Saturday, February 24, 2007

On Being Irrepressible

This isn't the post I was going to write. I found something much more important. I want to dedicate it to my mother, Esme, who taught me to care about human rights, to speak out when I can, and take what action I am able to take.

Imagine if the next post you write, or this post you are reading, landed you in prison...



Petite Anglaise - who to many will need no introduction and to the rest I need only say 'Go there now' - has posted an important note from Amnesty International about a new campaign against internet repression and its consequences.

The campaign is called Irrepressible.info and you can express your support in myriad ways: Sign the pledge, publish fragments of censored material on your blog (see Sidebar), and become an Irrepressible Blogger by writing a post on your own blog about the campaign.

You can also write letters of concern in several recent cases of internet repression. If you have never got involved with Amnesty before, their Letter Appeals really do have a powerful effect on the governments and individuals to whom you write. It's also very easy - the templates are right there on the site, and you can find yourself emailing the Tunisian Minister for Justice, for instance, before breakfast...

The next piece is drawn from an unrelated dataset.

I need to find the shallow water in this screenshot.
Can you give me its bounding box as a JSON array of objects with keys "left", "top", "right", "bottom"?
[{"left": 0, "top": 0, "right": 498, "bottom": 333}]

Blogging can often feel like a cosy occupation, but for many it's not. It's easy to forget that when we press the 'Publish Post' button we are publishing to every country with internet access in the world. And that some countries' governments don't want their citizens to have that kind of power at the touch of a button. Naively, it had barely occurred to me that fellow bloggers are being imprisoned for this thing I take so much for granted.

Of equal concern are the large internet companies - those familiar, helpful giants - Microsoft, Google, Yahoo, without whom I wouldn't be sitting here now - who are aiding the censorship of the written word in countries such as China. Worrying indeed.

Petite's post startled me. Enough of the navel-gazing for one night. It's good to be startled once in a while.